Once more I play the fool
in daily routines
as I pretend to a normalcy
beyond my reach.
yet in the evening
I create the flow
and the images arrive
through mouse and screen
and my own inner reveries
The tide has returned
and the dreaming begins again.
— G A Rosenberg
Power is in tearing [the] human mind to pieces and putting [it] together again in new shapes of your own choosing.”
— George Orwell
Distortions in the field
Demons, Angels, gods and men
elemental beings streaming
in and out like breaths
choose an aspect for the moment
and move on
blood roses and wine
drink the dark communion
and the light
which is more filling
fulfilling?
Equations in the offering
divide a sunset over
seven rainbows
and solve for starlight
Book pages and characters
their roles played out
on ever dissolving stages.
Movement in the corner of my eye
animals, gryphons, manticores
sad puppies fighting for the
bones of my remains
sexual ecstasy in every corner
bodies surrendering and taking
what pleasure they can
joyful universe at play
dark imaginings in sleep
and who can tell the difference?
— G A Rosenberg
“Write a little every day, without hope, without despair.”
— Isak Dinesen
Hope is easy. We all dream of what we may accomplish one day or what we would like to have in our lives that may not be there as yet. Yet hope is just a vision. We have to be willing to work to make the hopes happen or at least to provide space in our lives for their fulfilment. All too often we become so busy hoping for things to get better that we forget to do anything else.

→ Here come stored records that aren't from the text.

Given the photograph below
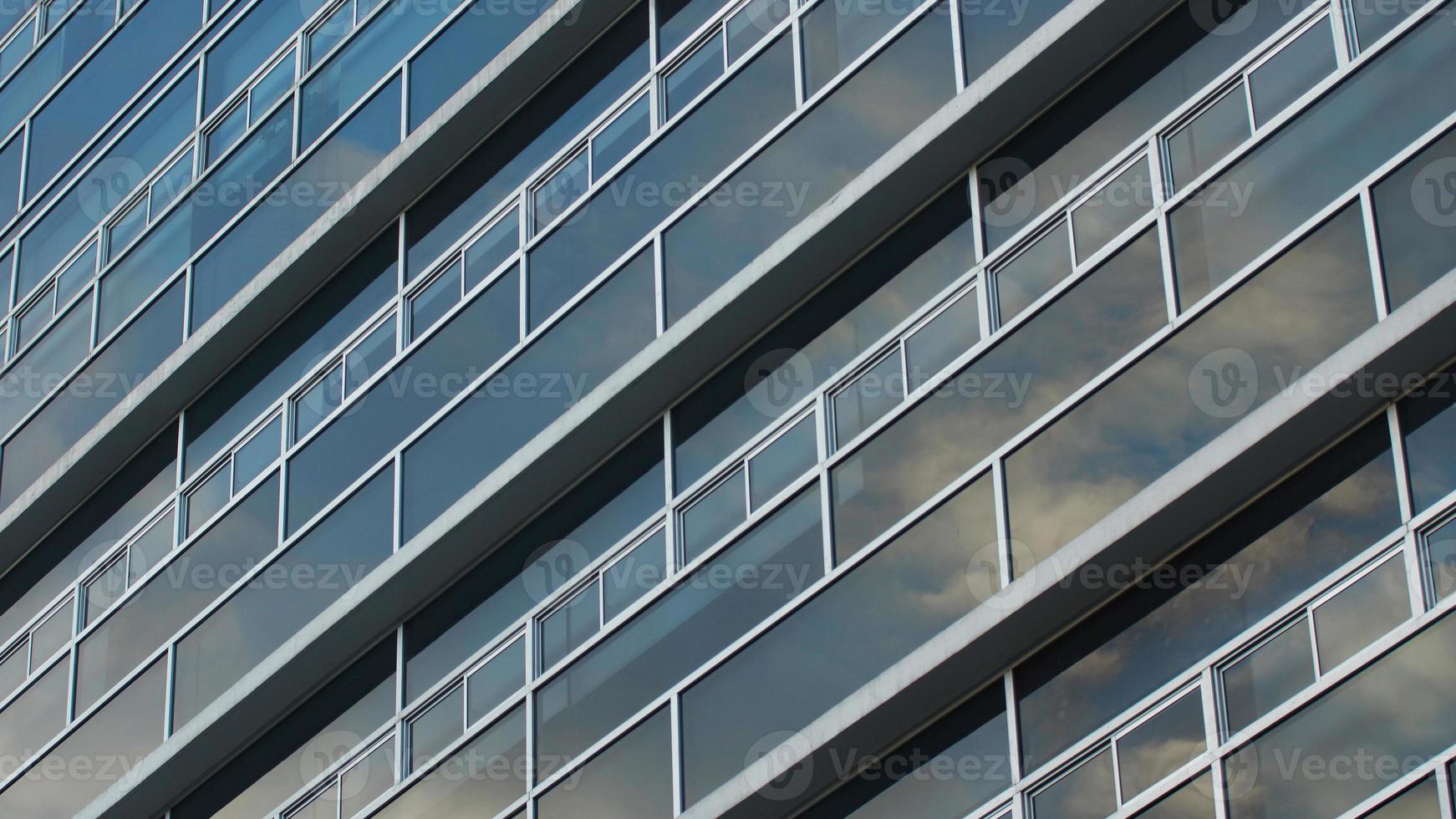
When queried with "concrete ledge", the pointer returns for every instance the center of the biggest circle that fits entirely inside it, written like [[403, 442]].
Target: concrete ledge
[[1153, 526], [1069, 47], [461, 124]]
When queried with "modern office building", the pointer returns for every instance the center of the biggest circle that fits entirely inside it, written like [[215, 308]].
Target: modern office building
[[613, 410]]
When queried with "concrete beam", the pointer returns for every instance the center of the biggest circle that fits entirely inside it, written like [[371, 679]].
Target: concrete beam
[[461, 124], [976, 121], [1151, 526]]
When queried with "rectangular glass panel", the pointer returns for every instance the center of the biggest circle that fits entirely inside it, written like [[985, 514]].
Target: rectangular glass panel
[[1326, 149], [104, 589], [944, 338], [51, 634], [226, 133], [626, 131], [1210, 137], [1296, 69], [1032, 272], [318, 402], [208, 496], [634, 575], [694, 74], [431, 303], [1387, 712], [920, 582], [257, 454], [1163, 744], [370, 355], [1085, 793], [706, 521], [685, 628], [773, 469], [569, 626], [496, 681], [1197, 383], [751, 23], [868, 399], [1362, 613], [439, 726], [837, 33], [1112, 210], [1269, 675], [482, 779], [367, 780], [558, 192], [634, 777]]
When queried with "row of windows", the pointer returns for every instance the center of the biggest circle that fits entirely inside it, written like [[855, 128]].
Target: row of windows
[[190, 526], [596, 605]]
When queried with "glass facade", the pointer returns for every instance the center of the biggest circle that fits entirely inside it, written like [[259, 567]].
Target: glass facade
[[814, 508]]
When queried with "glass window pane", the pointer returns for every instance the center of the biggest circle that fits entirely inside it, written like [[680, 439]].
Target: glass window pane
[[1210, 137], [634, 575], [1362, 613], [325, 38], [431, 303], [613, 143], [482, 779], [1085, 793], [104, 589], [1269, 675], [208, 496], [1032, 272], [257, 454], [692, 76], [1416, 220], [836, 33], [914, 588], [367, 780], [488, 252], [1194, 801], [569, 626], [629, 780], [496, 681], [439, 726], [270, 89], [1420, 801], [318, 402], [51, 636], [868, 399], [944, 338], [751, 23], [1163, 744], [1371, 729], [1296, 69], [792, 454], [226, 133], [706, 521], [370, 355], [564, 188], [683, 628], [1112, 210]]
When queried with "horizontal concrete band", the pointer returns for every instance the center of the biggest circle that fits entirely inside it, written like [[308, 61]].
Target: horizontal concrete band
[[443, 140], [1061, 54], [1149, 528]]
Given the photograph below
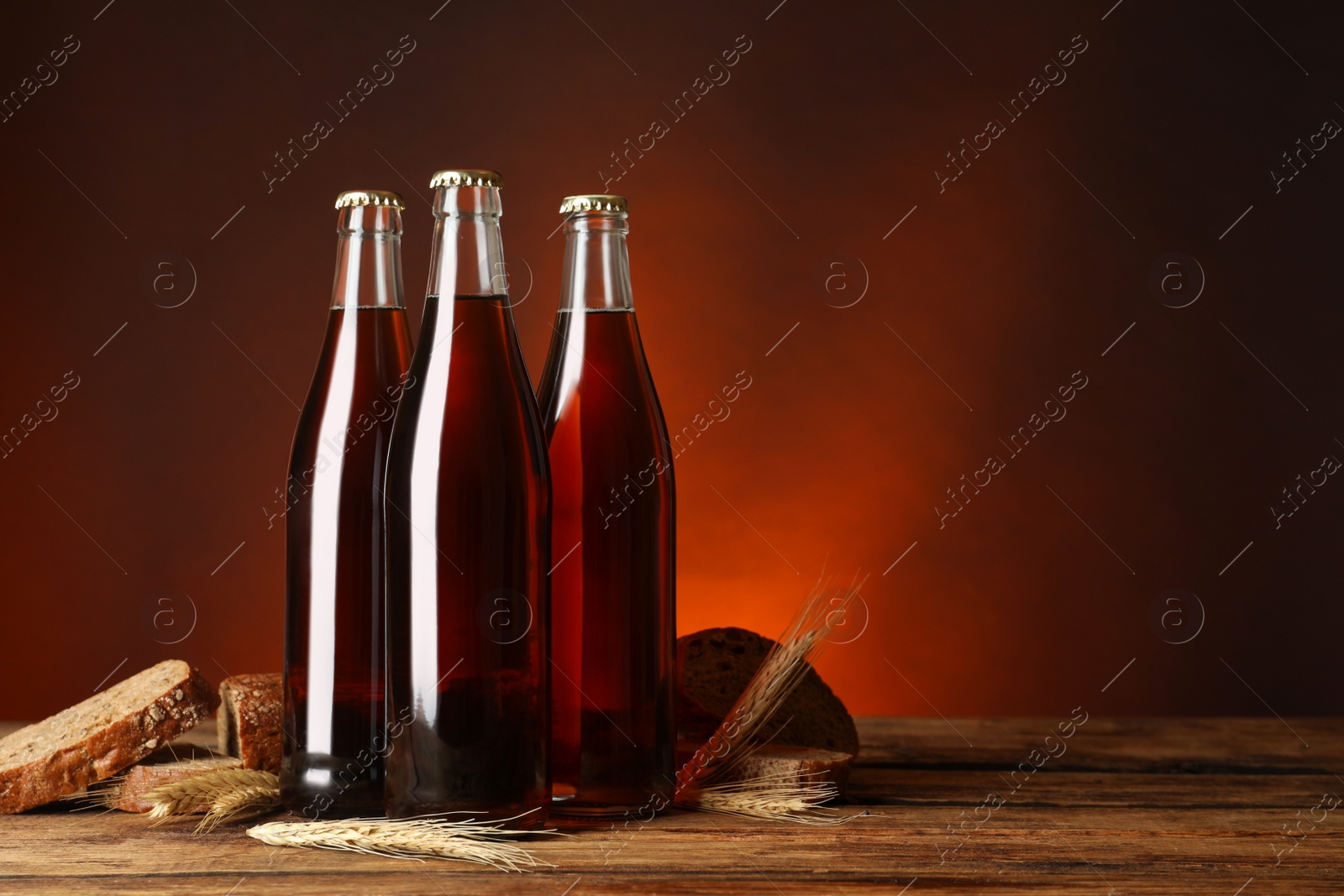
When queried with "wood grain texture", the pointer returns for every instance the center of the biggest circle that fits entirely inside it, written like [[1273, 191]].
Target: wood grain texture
[[1132, 806]]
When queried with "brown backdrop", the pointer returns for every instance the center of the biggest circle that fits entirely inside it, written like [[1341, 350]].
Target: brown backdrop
[[922, 320]]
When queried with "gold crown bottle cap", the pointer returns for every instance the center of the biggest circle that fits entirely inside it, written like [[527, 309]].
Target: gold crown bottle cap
[[370, 197], [595, 202], [465, 177]]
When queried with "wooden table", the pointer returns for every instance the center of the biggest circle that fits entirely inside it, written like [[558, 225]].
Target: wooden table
[[1129, 806]]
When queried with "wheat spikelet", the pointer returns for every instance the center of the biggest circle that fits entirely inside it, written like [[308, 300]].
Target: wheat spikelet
[[237, 799], [784, 667], [773, 799], [407, 839], [181, 797]]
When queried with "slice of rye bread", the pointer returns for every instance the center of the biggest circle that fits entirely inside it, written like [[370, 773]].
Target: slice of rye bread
[[163, 768], [102, 735], [783, 765], [714, 668], [250, 708]]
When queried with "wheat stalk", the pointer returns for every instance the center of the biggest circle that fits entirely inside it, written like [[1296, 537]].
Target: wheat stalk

When our hopes don’t become immediately gratified or when they get dashed too many times, it is all too easy to give way to despair. We fear that our dreams will never come true and that things will stay as they are without improvement. That too is an illusion for change is a constant and things (or at least how we feel about them) will improve and worsen in their cycle. Yet when despair has us by the neck it becomes all too easy to give up on life and spend our time wallowing in it.

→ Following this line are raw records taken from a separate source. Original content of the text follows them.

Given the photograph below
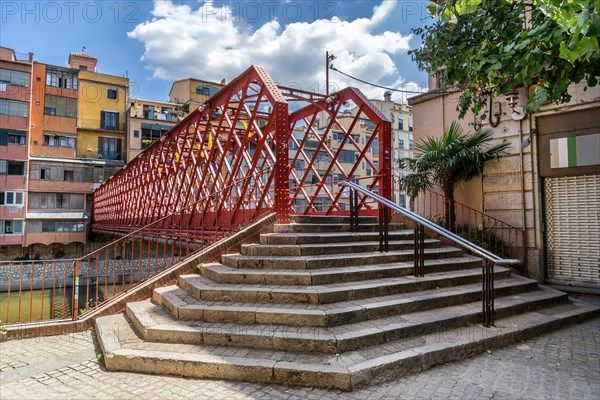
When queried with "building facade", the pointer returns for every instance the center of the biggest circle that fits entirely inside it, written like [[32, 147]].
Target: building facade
[[15, 81], [547, 182], [402, 140], [147, 121], [62, 134]]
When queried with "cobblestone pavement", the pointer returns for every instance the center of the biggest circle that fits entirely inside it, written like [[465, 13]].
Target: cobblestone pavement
[[564, 364]]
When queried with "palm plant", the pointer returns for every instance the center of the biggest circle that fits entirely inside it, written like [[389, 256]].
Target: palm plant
[[446, 161]]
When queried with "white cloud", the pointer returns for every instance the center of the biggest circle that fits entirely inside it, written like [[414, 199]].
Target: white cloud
[[213, 43]]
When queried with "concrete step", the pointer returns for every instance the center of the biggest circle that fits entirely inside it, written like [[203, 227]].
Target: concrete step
[[181, 304], [204, 289], [124, 350], [331, 237], [223, 274], [331, 227], [331, 219], [260, 250], [154, 323], [333, 261]]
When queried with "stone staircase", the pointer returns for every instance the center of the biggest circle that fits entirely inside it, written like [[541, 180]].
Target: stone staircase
[[315, 305]]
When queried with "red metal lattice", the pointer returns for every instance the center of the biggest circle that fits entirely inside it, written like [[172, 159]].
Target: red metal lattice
[[247, 128]]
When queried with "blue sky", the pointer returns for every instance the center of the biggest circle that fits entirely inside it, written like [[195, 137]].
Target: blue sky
[[156, 42]]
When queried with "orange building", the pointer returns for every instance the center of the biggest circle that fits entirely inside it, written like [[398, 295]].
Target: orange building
[[15, 79]]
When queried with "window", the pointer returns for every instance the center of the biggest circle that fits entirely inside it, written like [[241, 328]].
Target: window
[[60, 106], [206, 90], [12, 227], [48, 226], [370, 126], [59, 226], [59, 141], [11, 198], [148, 112], [16, 140], [8, 167], [61, 79], [166, 114], [15, 78], [111, 94], [152, 132], [13, 108], [109, 120], [45, 173], [76, 202], [12, 138], [109, 148]]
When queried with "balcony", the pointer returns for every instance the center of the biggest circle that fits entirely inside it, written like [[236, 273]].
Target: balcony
[[110, 155], [12, 92], [11, 122], [54, 123]]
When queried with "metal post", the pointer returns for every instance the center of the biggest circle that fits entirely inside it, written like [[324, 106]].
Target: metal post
[[419, 250], [488, 294], [383, 229], [76, 290], [353, 210]]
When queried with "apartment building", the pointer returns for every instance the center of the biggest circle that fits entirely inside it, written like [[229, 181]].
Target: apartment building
[[147, 121], [402, 139], [15, 80], [59, 122]]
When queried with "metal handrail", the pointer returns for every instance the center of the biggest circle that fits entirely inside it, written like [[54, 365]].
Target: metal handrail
[[434, 227]]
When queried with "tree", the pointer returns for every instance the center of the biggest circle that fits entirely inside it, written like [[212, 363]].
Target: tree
[[446, 161], [488, 48]]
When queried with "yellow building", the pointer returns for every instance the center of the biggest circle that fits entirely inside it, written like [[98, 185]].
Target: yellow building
[[148, 120], [191, 92], [101, 111]]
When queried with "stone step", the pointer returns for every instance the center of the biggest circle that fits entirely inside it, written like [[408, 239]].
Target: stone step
[[204, 289], [124, 350], [331, 237], [155, 324], [333, 261], [330, 219], [223, 274], [260, 250], [181, 304], [331, 227]]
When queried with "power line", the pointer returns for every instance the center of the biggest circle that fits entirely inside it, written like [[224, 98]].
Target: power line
[[374, 84]]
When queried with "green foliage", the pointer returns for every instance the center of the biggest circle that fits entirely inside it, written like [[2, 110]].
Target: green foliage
[[448, 160], [455, 157], [487, 48]]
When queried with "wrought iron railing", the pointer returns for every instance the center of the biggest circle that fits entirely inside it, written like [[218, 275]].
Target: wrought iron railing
[[361, 196], [498, 237], [67, 289]]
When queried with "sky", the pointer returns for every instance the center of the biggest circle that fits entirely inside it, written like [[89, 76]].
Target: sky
[[156, 42]]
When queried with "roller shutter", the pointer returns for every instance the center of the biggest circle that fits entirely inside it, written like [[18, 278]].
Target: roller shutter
[[572, 214]]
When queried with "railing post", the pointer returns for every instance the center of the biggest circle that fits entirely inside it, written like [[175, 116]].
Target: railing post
[[76, 290], [282, 167], [419, 250], [383, 229], [353, 210], [488, 294]]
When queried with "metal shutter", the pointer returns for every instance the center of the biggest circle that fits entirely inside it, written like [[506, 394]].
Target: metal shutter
[[573, 229]]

If we could give up on both hope and despair then we can actually live our lives, doing what we can to improve them or other things that oft if they are interesting enough keep us too busy to either aimlessly hope or mindlessly despair. Who knows maybe without the emotional roller coaster that these two horses take us on, we can actually start making our dreams come true.
Blessings, G
“We can have any kind of world we choose we just have to take our power back”
— Ron Adams
“If enough of us dream, if a bare thousand of us dream, we can change the world. We can dream it anew! A world in which no cat suffers from the malice of humans. In which no cats are killed by human caprice. A world that we rule.”
–Neil Gaiman
In Neil Gaiman’s Sandman story “A Dream of a Thousand Cats”, a legend is told of how cats were once giant beings whom humans served until a thousand humans dreamed the world as it is and caused it to change. In the story, a visionary cat travels the world meeting with other cats to try to get a thousand of them together to dream the world anew. One cat scoffed and suggested how difficult it would be to get a thousand cats to do anything together much less dream.

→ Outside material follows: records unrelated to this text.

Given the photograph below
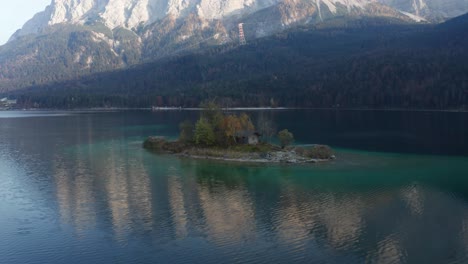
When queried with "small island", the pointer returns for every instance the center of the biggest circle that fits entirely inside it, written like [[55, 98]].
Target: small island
[[230, 137]]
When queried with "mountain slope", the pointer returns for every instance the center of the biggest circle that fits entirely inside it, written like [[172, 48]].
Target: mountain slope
[[345, 63], [433, 10]]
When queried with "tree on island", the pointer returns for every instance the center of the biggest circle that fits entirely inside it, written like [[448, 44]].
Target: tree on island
[[286, 138], [186, 131], [204, 133]]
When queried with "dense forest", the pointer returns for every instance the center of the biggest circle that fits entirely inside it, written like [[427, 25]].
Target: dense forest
[[366, 62]]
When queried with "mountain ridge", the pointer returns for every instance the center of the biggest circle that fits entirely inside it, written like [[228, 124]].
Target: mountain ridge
[[367, 63]]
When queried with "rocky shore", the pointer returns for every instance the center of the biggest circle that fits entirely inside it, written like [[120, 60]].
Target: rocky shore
[[261, 153]]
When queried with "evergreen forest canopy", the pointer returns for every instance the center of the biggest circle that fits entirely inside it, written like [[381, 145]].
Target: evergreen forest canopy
[[365, 63]]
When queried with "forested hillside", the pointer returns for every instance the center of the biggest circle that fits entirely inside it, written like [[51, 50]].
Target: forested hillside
[[366, 62]]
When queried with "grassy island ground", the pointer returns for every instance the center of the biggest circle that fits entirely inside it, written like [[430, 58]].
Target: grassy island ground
[[230, 137]]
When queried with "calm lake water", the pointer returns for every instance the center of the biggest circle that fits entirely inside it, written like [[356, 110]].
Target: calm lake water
[[78, 188]]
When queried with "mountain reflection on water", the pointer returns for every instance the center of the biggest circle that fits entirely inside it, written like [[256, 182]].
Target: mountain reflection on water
[[80, 189]]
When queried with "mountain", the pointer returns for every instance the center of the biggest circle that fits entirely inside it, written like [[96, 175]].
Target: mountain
[[74, 38], [346, 63], [432, 10]]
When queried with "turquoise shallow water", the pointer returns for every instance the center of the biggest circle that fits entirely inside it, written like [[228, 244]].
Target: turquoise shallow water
[[79, 188]]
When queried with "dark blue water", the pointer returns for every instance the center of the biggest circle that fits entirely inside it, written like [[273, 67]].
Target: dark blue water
[[78, 188]]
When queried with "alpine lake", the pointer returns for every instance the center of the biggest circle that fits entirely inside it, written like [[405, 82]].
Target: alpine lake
[[77, 187]]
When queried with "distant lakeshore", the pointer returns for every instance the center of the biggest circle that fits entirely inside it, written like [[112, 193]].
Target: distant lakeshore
[[111, 109]]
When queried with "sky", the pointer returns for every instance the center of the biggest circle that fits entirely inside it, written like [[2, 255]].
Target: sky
[[14, 13]]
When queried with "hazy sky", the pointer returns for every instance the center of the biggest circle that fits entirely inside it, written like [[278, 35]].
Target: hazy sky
[[14, 13]]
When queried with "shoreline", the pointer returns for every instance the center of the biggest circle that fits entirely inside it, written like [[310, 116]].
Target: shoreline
[[260, 153], [246, 160], [162, 109]]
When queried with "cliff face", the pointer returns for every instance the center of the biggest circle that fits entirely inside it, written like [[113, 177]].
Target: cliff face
[[72, 38], [432, 10]]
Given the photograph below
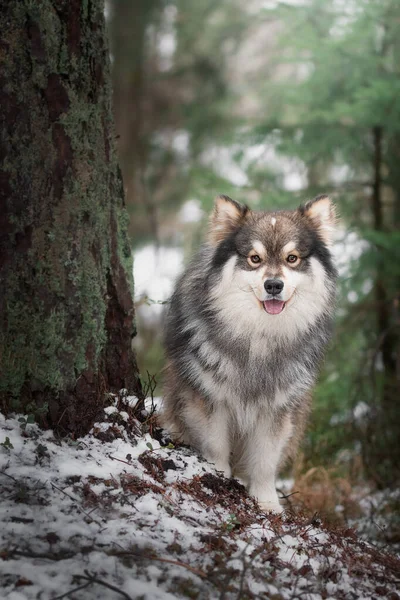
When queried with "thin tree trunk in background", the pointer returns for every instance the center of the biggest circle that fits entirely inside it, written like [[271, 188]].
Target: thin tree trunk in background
[[66, 310], [382, 299], [128, 28]]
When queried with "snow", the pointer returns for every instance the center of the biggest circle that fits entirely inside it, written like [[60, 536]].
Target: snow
[[120, 514]]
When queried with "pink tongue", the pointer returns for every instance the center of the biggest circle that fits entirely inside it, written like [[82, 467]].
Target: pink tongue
[[273, 307]]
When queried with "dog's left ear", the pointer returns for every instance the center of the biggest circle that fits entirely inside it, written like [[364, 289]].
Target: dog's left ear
[[227, 216], [321, 211]]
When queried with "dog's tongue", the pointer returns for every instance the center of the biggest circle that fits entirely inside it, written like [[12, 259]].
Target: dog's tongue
[[273, 307]]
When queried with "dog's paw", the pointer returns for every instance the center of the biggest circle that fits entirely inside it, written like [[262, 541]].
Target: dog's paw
[[224, 468], [270, 506]]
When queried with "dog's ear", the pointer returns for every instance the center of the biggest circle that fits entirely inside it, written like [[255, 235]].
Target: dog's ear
[[323, 215], [227, 216]]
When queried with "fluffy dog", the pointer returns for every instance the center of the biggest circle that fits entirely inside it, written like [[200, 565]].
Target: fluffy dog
[[245, 335]]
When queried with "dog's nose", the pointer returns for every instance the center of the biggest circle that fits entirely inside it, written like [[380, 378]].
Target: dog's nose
[[273, 286]]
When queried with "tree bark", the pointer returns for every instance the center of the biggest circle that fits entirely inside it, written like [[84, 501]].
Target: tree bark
[[66, 309]]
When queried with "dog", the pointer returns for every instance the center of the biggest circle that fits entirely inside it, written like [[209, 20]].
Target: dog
[[245, 335]]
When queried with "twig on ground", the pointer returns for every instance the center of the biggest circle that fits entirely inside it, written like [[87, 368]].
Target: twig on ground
[[81, 587], [77, 506], [93, 579], [177, 563]]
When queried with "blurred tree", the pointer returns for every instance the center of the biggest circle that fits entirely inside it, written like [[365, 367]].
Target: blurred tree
[[66, 311], [339, 113], [171, 84]]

I believe that a thousand dreamers can remake the world. We don’t have to take our power back, it is ours inherently. The problem is that each of us have a different idea of what the world they want to live in looks like. In some cases there is a strong resemblance, in others it is vastly different. Some of us want peace, others want power and still others can only feel secure if they can control what people in other countries do. Social justice is another area that people disagree about. Everybody wants their idea of social justice and the ideas of what that is differ greatly.
I believe if we can get enough people to agree upon the dream, we can make it a reality. Getting people to agree tho can be as difficult as herding cats.